FF_Lab_1

Task 1

#1- Identify, and list here, what aesthetics are being used and which variables are being mapped to each aesthetic.
Aesthetics:

  • X/Y Position – Life expectancy on y-axis, income on the x-axis
  • Color – World Regions
  • Size – Country Population
  • Texts (Annotations) – year of which this data is from (2010 on the back)and also the income levels on top

#2- Import the q1data.csv dataset.

# Importing q1data
import pandas as pd
df = pd.read_csv('C:/Users/Fernando Fonseca/Documents/Cal_Poly/Grad_school/Fall/GSB_544/Data/q1data.csv')
df = df.dropna(subset = ['four_regions'])

3- Recreate the plot as best you can using plotnine.

from plotnine import *

#creatinng data frame for geom_text

dflabel = pd.DataFrame({
    'x': [8000, 1100, 2400,4000,7950,15000,25000,42000,500,32000],
    'y': [45, 90,90,90,90,90,90,90, 85, 20],
    'text': ['2010','INCOME LEVEL 1', '◆', 'LEVEL 2','◆', 'LEVEL 3','◆', 'LEVEL 4','years', 'per person (GDP/capita, PPPS inflation-adjusted)'],

})

#creating custom colors for scale_fill_manual based on variable four_regions
custom_colors = {
    'asia': 'red',
    'europe': 'yellow',
    'africa': 'cyan',
    'americas': 'springgreen',

}

# Recreating the plot
plot=(ggplot(df,
             aes(x='income', y='life_exp')
             )
        + geom_text(data=dflabel, mapping=aes(label = 'text', x='x', y='y'), color = 'lightgray', size = [200, 12,12,12,12,12,12,12,10,10], angle=[0, 0, 0, 0, 0, 0, 0, 0, 90,0])
        + geom_point(aes(fill='four_regions', size='population'), na_rm=True, alpha=.85)
        + xlab ('Income')
        + ylab ('Life Expectancy')
        + scale_x_continuous(trans = 'log2', breaks =[600,1000,2000,4000,8000,16000,32000,64000], labels = ['500','1000','2000','4000','8000','16k','32k','64k'])
        + scale_y_continuous(limits=(20,90), breaks=(20,30,40,50,60,70,80,90))
        + scale_fill_manual (values=custom_colors)
        + scale_size(range=(1,30))
        + theme_bw()
        + theme(figure_size=(11, 5))
)

print(plot)

4- What other geometries could you use here besides geom_point?
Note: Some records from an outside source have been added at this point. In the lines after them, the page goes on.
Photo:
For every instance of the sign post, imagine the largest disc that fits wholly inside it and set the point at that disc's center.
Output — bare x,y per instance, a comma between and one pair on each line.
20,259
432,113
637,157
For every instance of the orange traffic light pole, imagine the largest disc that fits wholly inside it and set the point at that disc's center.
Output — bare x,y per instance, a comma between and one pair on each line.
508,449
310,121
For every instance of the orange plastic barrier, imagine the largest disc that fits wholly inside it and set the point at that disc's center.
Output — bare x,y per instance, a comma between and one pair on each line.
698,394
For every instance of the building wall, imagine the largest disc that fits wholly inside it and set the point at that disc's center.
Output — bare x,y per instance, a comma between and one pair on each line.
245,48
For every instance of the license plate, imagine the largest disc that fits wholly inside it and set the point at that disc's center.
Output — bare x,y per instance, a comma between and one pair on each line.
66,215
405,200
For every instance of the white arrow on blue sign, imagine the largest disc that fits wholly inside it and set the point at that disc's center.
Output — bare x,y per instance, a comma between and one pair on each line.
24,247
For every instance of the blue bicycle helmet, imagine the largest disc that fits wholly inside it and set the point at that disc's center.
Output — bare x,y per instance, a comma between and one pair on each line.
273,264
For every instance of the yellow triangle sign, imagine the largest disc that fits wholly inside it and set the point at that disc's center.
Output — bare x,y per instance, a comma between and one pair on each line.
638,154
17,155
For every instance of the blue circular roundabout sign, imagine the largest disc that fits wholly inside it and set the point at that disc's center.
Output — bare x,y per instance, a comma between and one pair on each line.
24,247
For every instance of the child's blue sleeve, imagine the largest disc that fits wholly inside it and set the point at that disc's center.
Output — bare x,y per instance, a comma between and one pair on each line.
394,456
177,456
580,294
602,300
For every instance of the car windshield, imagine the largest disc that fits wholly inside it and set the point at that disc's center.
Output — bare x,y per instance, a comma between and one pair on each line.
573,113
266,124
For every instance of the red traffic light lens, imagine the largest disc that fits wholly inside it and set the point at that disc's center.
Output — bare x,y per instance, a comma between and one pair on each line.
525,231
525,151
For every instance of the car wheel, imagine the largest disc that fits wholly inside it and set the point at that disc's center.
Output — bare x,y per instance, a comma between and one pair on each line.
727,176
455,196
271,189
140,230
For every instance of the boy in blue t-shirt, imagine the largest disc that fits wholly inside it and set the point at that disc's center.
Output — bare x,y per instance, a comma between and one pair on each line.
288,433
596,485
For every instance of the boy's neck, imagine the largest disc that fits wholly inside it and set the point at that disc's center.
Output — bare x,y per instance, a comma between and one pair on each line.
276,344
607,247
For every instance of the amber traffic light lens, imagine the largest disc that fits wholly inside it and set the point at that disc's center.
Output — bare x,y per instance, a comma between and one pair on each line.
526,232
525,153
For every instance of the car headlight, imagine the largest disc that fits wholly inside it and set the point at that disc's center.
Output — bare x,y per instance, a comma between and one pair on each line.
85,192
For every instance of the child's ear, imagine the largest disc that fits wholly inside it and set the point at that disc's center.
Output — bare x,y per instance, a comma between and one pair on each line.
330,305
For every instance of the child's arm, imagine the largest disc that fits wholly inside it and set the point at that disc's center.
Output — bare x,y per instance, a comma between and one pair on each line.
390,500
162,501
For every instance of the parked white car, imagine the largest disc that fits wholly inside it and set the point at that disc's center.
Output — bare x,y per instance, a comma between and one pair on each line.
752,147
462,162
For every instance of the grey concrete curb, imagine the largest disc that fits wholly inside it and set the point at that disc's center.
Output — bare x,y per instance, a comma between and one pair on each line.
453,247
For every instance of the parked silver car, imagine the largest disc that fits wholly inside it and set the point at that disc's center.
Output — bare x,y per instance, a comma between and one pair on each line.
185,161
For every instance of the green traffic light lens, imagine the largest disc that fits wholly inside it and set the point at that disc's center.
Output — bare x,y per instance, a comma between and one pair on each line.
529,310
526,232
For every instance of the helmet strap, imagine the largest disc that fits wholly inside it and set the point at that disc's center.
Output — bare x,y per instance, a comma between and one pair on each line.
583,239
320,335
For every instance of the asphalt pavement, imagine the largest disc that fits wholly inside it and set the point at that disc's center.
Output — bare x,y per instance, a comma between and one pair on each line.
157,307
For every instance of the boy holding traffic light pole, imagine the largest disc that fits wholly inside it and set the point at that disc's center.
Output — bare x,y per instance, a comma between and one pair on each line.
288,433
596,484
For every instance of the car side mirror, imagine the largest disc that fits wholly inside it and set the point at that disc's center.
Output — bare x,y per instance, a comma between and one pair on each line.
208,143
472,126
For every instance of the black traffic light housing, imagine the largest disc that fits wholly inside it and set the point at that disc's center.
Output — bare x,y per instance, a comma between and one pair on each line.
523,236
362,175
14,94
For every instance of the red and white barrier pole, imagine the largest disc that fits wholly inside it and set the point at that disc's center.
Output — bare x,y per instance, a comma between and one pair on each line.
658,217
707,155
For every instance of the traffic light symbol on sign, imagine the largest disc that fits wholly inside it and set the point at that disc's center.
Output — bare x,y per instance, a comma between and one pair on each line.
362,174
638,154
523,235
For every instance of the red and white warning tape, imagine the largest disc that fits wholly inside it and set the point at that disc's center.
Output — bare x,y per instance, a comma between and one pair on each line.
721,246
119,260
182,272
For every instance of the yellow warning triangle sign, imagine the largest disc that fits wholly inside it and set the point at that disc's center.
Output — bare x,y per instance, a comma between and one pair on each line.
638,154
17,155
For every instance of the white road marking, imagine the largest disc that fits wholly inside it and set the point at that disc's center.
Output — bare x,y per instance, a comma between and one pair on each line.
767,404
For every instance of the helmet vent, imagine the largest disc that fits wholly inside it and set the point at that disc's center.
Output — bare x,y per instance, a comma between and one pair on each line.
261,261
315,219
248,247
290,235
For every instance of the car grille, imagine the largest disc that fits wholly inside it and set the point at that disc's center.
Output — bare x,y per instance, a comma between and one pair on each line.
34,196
Provide an actual plot of another geometry being used here and why it’s good or bad for visualizing these data.

You could use Box plot to represent this data, but you would only be able to do one variable at a time. You could also use violin plot or a density plot. All of those would need separate graphs for each numeric variable. The example i provided below is using a violin plot. I have three plots, one for life expectancy, one for population and one for income, all divided by the country world region. I would say these graphs would be good if you are interested in comparing each region to each other for just one of the variables, but the bubble graph shows us a better representation since we can compare all of those at the same time.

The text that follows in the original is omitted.